Dźwiękowo jest bardzo dobrze. W mieście piękny, zimowy motyw. Udane tło, budzące niepokój gdzie trzeba, a odprężające gdzie indziej. Jedynie w drugiej misji... trochę monotonnie było. Właściwie występowały tutaj 2-3 motywy na cała misję, choć ten z podziemnych grobowców był naprawdę dobry. Niepokoił, w każdej chwili oczekiwałem pułapki. Ten z reszty miasta był straszny przez pierwszą minutę.

Dodatkowym plusem jest
► Pokaż Spoiler
Ostateczny plusik za poczucie humoru (ta książka naprawdę jest pusta xD).

Jedna z najlepszych FMek w jakie grałem.

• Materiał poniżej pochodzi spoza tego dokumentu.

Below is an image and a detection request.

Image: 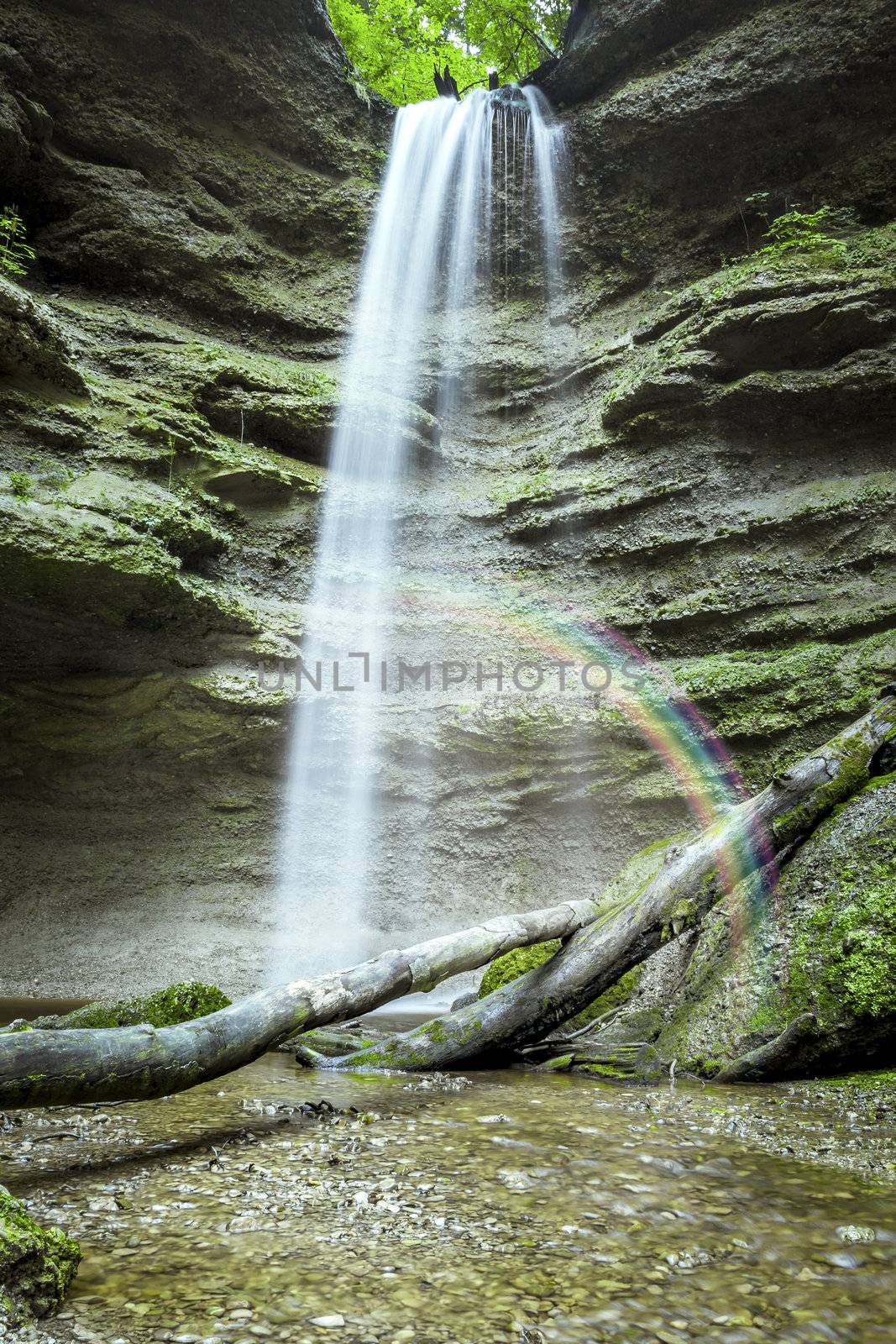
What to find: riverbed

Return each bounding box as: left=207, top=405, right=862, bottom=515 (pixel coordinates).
left=0, top=1053, right=896, bottom=1344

W połączeniu z I (Ominous Bequest) częścią mamy niezwykle udaną kampanię, gdzie wszystko gra, z silnika wyciągnięto ile się dało (audiowizualny geniusz), a fabuła jest jak w prawdziwej książce czy legendzie.

PODSUMOWANIE (misja 1/2):
OCENA: 10/9=10
GRYWALNOŚĆ: 10/10=10
AUDIO: 10/7=9
VIDEO: 10/10=10
Plusy: fabuła, piękne efekty graficzne (ile można jeszcze z tego silnika wyciągnąć!).
Minusy: w I części nieco za dużo policji. Parę razy ciężko było chwycić przedmiot, który był 20 cm od nas.